PlateSpins PowerConvert and PowerRecon software will support Virtual Irons data center virtualization and management platform. At the same time, starting next month, Virtual Iron, in every Consolidation and Enterprise edition license of its software, will include a free migration of PowerConvert. Additional migrations will be available through either Virtual Iron or PlateSpin.

Virtualization—the ability to run multiple workloads, applications and operating systems on a single piece of hardware—is gaining momentum as users see the benefits in terms of reduced real estate and power costs, greater system utilization, and easier manageability.

The goal of the Virtual Iron-PlateSpin partnership is to give users first the tools to analyze what their current situation is and then an easy way to implement the virtualization technology they need, said Eric Courville, vice president of global alliances for PlateSpin, of Toronto.

“They can collect the data and analyze their servers and find the best candidates for consolidation,” Courville said.

PlateSpins PowerRecon gives users the analytical tools needed to analyze their current data center setup and determine which servers can be phased out and which workloads can best be moved onto virtual machines. It collects such data as hardware, software and services inventory; workloads; and resource utilization.
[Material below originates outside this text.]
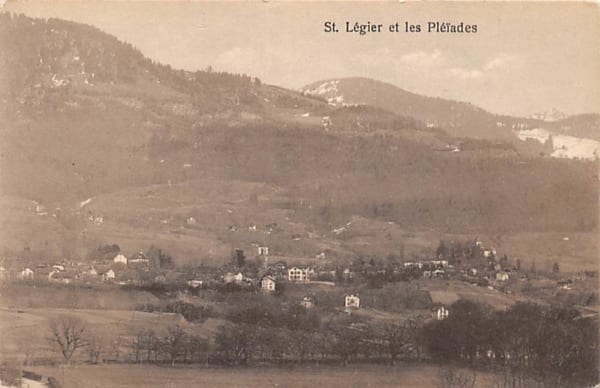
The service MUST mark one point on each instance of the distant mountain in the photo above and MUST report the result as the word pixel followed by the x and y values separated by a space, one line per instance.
pixel 459 118
pixel 99 144
pixel 550 116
The combination with Virtual Irons technology enables users to easily migrate workloads, Courville said.

Through PowerConvert, users can automatically move workloads between physical and virtual servers.

The partnership gives Virtual Iron, of Lowell, Mass., more tools as it builds an enterprise virtualization platform to rival VMware, said Mike Grandinetti, the companys vice president and chief marketing officer.

A majority of Virtual Irons business comes from consolidation projects, Grandinetti said. The partnership “gives people a tool to evaluate as is and a tool for will be,” he said.

The companies will demonstrate their technologies at the Intel Developer Forum Sept. 26-28 in San Francisco, and then sponsor a Webcast Oct. 18. Their bundled offerings will be available later in October.

Virtual Iron over the past year has aggressively partnered with major vendors, including Intel and Sun Microsystems. In addition, the company in April announced it was moving its technology off its proprietary hypervisor and onto the open-source virtualization technology Xen 3.0.